The Burning Question: Do you use social gaming features at all?

During the grand reveals of the current generation of consoles back in 2012, a huge talking point for both console manufacturers was social features. Social features this, social features that, it was an unavoidable torrent of “interacting with your friends”. When the shiny new Dualshock 4 controller was revealed, it was shown that an entire button was dedicated to sharing your gameplay experience with others on social media. The share button is now a permanent fixture on our PlayStation controllers and Sony have obviously placed a lot of stock on this being a wanted feature. Take a screenshot, share a small clip, and you can now even share your gameplay experience.

We live in an age of unbridled communication. Our internet lines allow us to be in constant interaction with the world around us. You can make a career out of it by taking photos of products as you go to the gym or making a fool out of yourself for six seconds. We’re in perpetual interaction. The console world responded to this by including a bevvy of social features that you can use in order to stay current with your buddies, communities that spring up for your particular game, sharing screenshots and videos, broadcasting on Twitch, party chats, social hubs and so much more. It’s almost overwhelming.

However, I’ve come to question the efficacy of these social features since I don’t often see them utilised. During the initial PS4 craze, people were sharing screenshots all over the place on Twitter, but these days it’s occasional at the very best. I see communities in the “community” tab of a game and there are a few outdated posts or people saying “is anyone here?”. However, I’m for sure not the target market for this whatsoever. I don’t play multiplayer games often and the ones I do play don’t really require community-driven interaction.

I have seen massive covens of players pop up for particular games that have flourished beyond measure. I know MMOs allow for guild houses or equivalent where people have met lifelong friends and even their spouses on. I know forums, like ours, are constantly populated with a community of people that do everything from count to a million (I see you people) to discussing the latest and greatest games. But all of these instances don’t really have anything to do with the social features that platforms give us. They’re external and have a sort of grassroots feel to them.

We also have third-party apps that often exceed these implemented social features and have become the norm for communication and sharing. Applications such as Discord have fundamentally changed the way we interact with each other. You can create rooms where you can join for voice chats, create topic-specific chatrooms where the discussion can be tailored to one particular thing or just a hodgepodge of inane yammering and you can even video chat and private call your homies. I’ve known quite a few people who have abandoned PSN’s terrible party system that often just doesn’t work or people on the Switch, where there is no convenient method of communication, switch to Discord as their primary method of voice chat.
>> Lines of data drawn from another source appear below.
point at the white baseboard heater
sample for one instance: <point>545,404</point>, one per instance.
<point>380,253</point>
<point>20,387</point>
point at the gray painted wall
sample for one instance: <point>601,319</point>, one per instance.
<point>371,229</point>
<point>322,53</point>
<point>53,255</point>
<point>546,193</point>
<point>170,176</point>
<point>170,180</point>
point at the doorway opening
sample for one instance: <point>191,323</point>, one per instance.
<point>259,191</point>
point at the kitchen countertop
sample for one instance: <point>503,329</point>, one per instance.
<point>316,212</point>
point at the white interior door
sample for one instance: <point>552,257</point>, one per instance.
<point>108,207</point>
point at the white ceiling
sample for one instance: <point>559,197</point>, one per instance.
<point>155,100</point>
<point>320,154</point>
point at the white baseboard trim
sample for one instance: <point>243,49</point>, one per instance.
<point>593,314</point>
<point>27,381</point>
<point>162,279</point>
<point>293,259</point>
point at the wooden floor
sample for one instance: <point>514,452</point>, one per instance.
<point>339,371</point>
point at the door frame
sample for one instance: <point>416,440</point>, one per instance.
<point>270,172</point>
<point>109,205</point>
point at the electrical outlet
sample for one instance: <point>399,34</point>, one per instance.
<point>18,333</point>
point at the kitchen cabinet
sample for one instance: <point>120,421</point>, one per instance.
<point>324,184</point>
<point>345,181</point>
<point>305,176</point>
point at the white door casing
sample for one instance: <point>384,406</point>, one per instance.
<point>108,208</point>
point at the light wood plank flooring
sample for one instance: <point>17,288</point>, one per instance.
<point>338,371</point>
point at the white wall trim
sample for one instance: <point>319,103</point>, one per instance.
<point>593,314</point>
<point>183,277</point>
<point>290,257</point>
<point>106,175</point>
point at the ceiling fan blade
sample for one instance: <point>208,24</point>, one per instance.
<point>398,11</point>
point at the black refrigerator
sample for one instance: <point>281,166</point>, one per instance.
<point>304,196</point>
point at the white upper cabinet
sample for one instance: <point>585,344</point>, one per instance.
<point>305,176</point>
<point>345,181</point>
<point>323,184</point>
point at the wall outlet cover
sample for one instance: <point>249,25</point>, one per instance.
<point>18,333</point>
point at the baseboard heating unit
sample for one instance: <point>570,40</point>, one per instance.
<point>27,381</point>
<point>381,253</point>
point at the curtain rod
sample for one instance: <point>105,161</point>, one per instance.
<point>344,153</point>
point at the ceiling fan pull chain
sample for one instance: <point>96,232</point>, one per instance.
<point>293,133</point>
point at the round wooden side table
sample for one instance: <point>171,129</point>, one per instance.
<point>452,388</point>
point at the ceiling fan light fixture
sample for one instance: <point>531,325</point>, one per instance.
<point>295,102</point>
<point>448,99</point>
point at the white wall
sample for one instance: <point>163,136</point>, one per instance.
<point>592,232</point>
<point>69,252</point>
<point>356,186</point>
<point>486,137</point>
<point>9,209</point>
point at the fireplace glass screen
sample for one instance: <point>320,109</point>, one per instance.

We have social integration all over the place. On the bottom of this very page, you have buttons that will allow you to share this article on your social media platform of choice (who uses Google+ though, like come on) and the same applies for many online services these days. The share button was done with this express purpose so that you can show off your whip in DriveClub to your 50 Twitter followers or confuse your grandma on Facebook with that clip from God of War where Kratos smashes a troll with his fists. But as I’ve snarkily eluded to, do people actually use these features? The social media buttons just sort of disappear into the background after a while and screenshot sharing only really happens when you see a dope landscape or some kind of funny glitch.

I can be entirely wrong as well. Maybe this is used widely and I’m simply blinded by my particular sphere of social interaction and my little corner of the internet. Maybe those community pages on our PSN and Xbox homescreens are popping off with all kinds discussions or those events are a valuable tool for multiplayer organising. Maybe you use the share button all the time to highlight the games you’re playing, maybe you use Steam’s plethora of community features in order to find like-minded individuals playing the same game and maybe you’re a sucker for anything that keeps you in contact with your buddies.

So that’s my question to you; do you use these social features, communication methods and ways of sharing your experience? What exactly are you up to in the online space and how do you utilise those tools? I’ve given you my perspective of a lonely shut-in who occasionally plays Fortnite with his friends, so I want your perspective. Sound off in the comments!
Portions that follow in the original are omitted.